Controversy Dogs Israel’s Latest Nobel Laureate
Professor Daniel Shechtman, based at the Israel Institute of Technology, Haifa has won this year’s Nobel Prize for Chemistry for groundbreaking research he did almost 30 years ago.
But when Shechtman first published his discovery of ‘quasicrystals’ in 1982, he was derided by many influential colleagues including double Nobel Prize winner, Linus Pauling who scoffed:
“Danny Shechtman is talking nonsense. There is no such thing as quasicrystals, only quasi-scientists."

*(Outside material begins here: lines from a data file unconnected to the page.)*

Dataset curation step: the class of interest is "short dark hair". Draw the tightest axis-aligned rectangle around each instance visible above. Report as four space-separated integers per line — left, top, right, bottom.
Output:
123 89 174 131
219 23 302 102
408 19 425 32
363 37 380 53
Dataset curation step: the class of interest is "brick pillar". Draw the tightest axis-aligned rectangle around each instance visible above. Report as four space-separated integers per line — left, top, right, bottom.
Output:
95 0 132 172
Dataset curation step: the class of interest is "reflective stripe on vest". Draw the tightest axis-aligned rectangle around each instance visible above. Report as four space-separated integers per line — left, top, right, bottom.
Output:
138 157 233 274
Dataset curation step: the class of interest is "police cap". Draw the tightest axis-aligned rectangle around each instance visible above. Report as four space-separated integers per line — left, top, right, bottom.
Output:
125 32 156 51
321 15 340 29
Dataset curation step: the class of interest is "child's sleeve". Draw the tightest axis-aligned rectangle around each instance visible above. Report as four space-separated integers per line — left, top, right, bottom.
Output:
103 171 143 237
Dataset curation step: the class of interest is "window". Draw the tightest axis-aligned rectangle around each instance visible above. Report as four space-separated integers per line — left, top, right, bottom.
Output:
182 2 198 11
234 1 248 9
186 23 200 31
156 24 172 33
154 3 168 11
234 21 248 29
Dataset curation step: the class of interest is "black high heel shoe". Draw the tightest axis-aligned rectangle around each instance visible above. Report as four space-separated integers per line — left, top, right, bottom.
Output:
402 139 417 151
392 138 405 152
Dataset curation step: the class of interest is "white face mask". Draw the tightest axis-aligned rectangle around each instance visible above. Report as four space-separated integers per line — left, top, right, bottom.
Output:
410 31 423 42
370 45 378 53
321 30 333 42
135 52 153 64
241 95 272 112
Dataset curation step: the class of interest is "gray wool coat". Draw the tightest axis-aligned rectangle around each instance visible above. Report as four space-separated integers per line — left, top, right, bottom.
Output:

And even as Professor Shechtman began to enjoy the accolades showered upon him earlier today, commentators on the British Guardian newspaper’s ‘Nobel Prize in Chemistry 2011 – live blog’ accused the Nobel Award Committee of ‘Zionist bias’. Indeed, several comments have been removed for not abiding by the Guardian’s ‘community standards’.
Since Professor Shechtman’s landmark discovery - which has altered forever the way other chemists look at solid matter - quasicrystals have been produced in laboratories. Moreover and, coincidentally for the Nobel Award committee, a Swedish company found them in one of the most durable kinds of steel, which is now used in products like razor blades and thin needles made for eye surgery.